Dominic mengangkat satu alisnya ke atas lalu memandang kepergian Elyna. Sambil tersenyum pria itu mengikuti Elyna dari belakang. Ada banyak hal yang ingin Ia bicarakan bersama dengan Elyna. Hari ini ia sengaja berangkat ke kota tempat Elyna tinggal hanya untuk mendapat perhatian wanita itu. Dominic tidak mau sampai usahanya sia-sia.
"Elyna, tunggu!" Dominic segera berlari lalu berdiri di hadapan Elyna untuk menghalangi wanita itu. "Kenapa kau selalu saja menghindariku? Apa aku telah melakukan kesalahan hingga membuatmu marah seperti ini? Sebelum kecelakaan Kita adalah teman baik. Kenapa setelah kecelakaan kau bersikap secuek ini kepadaku?"

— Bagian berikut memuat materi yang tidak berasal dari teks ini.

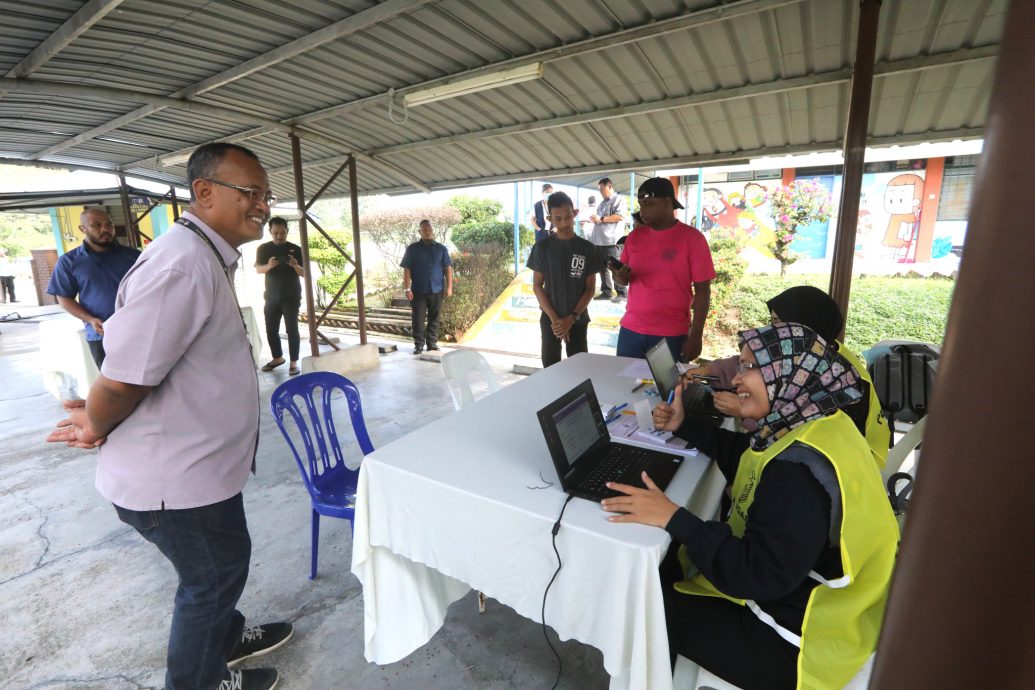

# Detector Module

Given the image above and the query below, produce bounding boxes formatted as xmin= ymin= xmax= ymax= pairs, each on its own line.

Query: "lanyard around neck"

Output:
xmin=176 ymin=217 xmax=252 ymax=337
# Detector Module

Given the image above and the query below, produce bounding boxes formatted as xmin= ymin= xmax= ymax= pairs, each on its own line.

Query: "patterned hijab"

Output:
xmin=740 ymin=323 xmax=862 ymax=450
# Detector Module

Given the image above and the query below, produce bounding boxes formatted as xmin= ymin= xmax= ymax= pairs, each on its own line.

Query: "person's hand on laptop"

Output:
xmin=550 ymin=313 xmax=575 ymax=342
xmin=651 ymin=381 xmax=686 ymax=431
xmin=47 ymin=400 xmax=108 ymax=448
xmin=712 ymin=391 xmax=743 ymax=418
xmin=600 ymin=472 xmax=679 ymax=529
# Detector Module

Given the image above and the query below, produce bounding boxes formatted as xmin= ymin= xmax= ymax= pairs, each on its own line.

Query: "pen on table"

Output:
xmin=603 ymin=402 xmax=629 ymax=424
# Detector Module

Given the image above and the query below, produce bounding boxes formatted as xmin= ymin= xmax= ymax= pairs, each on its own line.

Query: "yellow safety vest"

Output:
xmin=676 ymin=411 xmax=898 ymax=690
xmin=837 ymin=342 xmax=891 ymax=470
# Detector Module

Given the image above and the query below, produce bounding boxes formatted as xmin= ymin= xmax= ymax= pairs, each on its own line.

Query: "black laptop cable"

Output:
xmin=541 ymin=493 xmax=575 ymax=690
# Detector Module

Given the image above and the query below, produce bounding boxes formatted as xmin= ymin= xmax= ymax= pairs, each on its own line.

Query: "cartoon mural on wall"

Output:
xmin=852 ymin=170 xmax=925 ymax=263
xmin=690 ymin=180 xmax=778 ymax=257
xmin=884 ymin=173 xmax=923 ymax=261
xmin=687 ymin=160 xmax=967 ymax=264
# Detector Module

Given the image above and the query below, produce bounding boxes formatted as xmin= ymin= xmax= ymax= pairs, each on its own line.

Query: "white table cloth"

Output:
xmin=352 ymin=354 xmax=722 ymax=690
xmin=39 ymin=316 xmax=98 ymax=400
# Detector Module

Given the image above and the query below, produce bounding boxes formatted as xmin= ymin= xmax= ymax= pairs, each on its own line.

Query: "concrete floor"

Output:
xmin=0 ymin=307 xmax=608 ymax=690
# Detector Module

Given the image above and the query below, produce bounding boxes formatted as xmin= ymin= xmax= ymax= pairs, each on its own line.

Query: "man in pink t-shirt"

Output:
xmin=612 ymin=177 xmax=715 ymax=361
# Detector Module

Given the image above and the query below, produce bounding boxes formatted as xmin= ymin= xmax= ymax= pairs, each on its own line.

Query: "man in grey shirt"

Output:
xmin=588 ymin=177 xmax=625 ymax=302
xmin=48 ymin=144 xmax=292 ymax=690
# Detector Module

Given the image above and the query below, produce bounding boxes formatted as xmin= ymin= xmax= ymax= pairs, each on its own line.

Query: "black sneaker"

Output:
xmin=216 ymin=668 xmax=280 ymax=690
xmin=227 ymin=623 xmax=295 ymax=666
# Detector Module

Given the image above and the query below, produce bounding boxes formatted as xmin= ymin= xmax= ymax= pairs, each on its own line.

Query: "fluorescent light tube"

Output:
xmin=404 ymin=62 xmax=542 ymax=107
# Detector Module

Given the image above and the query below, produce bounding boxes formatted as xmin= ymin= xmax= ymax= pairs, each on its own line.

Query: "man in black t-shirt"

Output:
xmin=256 ymin=217 xmax=305 ymax=376
xmin=527 ymin=191 xmax=604 ymax=367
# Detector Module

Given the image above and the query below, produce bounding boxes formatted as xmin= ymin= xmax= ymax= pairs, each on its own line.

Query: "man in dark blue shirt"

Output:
xmin=47 ymin=208 xmax=140 ymax=369
xmin=532 ymin=184 xmax=554 ymax=242
xmin=400 ymin=220 xmax=452 ymax=355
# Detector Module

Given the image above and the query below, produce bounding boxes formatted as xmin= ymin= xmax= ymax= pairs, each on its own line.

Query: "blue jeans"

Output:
xmin=617 ymin=327 xmax=686 ymax=362
xmin=115 ymin=493 xmax=252 ymax=690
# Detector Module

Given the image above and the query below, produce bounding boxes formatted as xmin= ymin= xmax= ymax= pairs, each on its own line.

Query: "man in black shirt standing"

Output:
xmin=256 ymin=217 xmax=305 ymax=376
xmin=527 ymin=191 xmax=603 ymax=367
xmin=398 ymin=219 xmax=452 ymax=355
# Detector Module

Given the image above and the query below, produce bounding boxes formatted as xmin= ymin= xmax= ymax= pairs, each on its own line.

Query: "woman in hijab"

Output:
xmin=601 ymin=323 xmax=898 ymax=690
xmin=685 ymin=286 xmax=891 ymax=469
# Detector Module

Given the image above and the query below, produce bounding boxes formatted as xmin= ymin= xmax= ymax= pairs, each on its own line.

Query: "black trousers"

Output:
xmin=539 ymin=312 xmax=589 ymax=368
xmin=263 ymin=299 xmax=300 ymax=362
xmin=0 ymin=275 xmax=17 ymax=302
xmin=115 ymin=493 xmax=252 ymax=690
xmin=410 ymin=292 xmax=442 ymax=348
xmin=660 ymin=542 xmax=798 ymax=690
xmin=660 ymin=542 xmax=798 ymax=690
xmin=596 ymin=244 xmax=625 ymax=295
xmin=86 ymin=340 xmax=105 ymax=371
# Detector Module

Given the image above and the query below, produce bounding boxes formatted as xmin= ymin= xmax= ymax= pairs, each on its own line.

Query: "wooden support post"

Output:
xmin=289 ymin=134 xmax=320 ymax=357
xmin=115 ymin=173 xmax=140 ymax=249
xmin=829 ymin=0 xmax=881 ymax=321
xmin=349 ymin=156 xmax=366 ymax=344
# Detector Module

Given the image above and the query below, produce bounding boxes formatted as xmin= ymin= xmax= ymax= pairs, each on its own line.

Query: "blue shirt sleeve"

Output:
xmin=525 ymin=242 xmax=546 ymax=273
xmin=47 ymin=254 xmax=79 ymax=298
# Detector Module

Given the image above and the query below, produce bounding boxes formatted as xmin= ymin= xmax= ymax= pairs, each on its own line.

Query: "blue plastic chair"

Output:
xmin=269 ymin=371 xmax=374 ymax=579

"Bukan hanya Mommy. Tetapi aku yakin kau juga sedang menyembunyikan sesuatu dariku. Aku lelah dengan kebohongan yang ada. Aku memang amnesia. Aku tidak ingat dengan hal-hal yang pernah terjadi di dalam hidupku. Tapi bukan berarti semua orang bisa memanfaatkan masalah ini untuk membodohiku. Apa kau tahu rasanya perasaanku saat ini. Aku sangat kecewa kepada ibu kandungku sendiri setelah aku tahu dia membohongiku. Aku tahu kalau sebelum amnesia Aku tidak pernah berbelanja di toko itu. Tapi kenapa dia harus membohongiku hingga seperti ini. Apa tidak ada cara lain?"
Dominic diam sejenak. Tiba-tiba ia kembali ingat dengan apa yang dikatakan Zean sebelum berangkat ke kota tersebut. "Benar kata Papa. Elyna bukan tipe wanita yang mudah untuk dibohongi meskipun ia dalam keadaan amnesia. Wanita ini benar-benar cerdas. Mungkin kecerdasan inilah yang sudah membuatnya berhasil memimpin Queen Star selama ini," gumam Dominic di dalam hati.
"Kenapa kau diam saja? Apakah kau tahu sesuatu?"
"Aku sama sekali tidak mengerti dengan apa yang baru saja kau katakan. Selama ini kita menjalin hubungan sebagai teman. Kita berbicara sekedarnya hanya untuk membahas masalah-masalah ringan. Dari yang aku lihat, kau memang wanita yang feminim dan cantik karena kau sudah bekerja di sebuah perusahaan."
"Perusahaan?" tanya Elyna dengan mata membulat. "Perusahaan mana? Apakah kau bisa membawaku ke sana? Mommy sama sekali tidak membahas masalah ini kepadaku!"
Dominic membisu dengan wajah bingung. "Gawat! Apa Aku baru saja salah bicara?" gumamnya di dalam hati.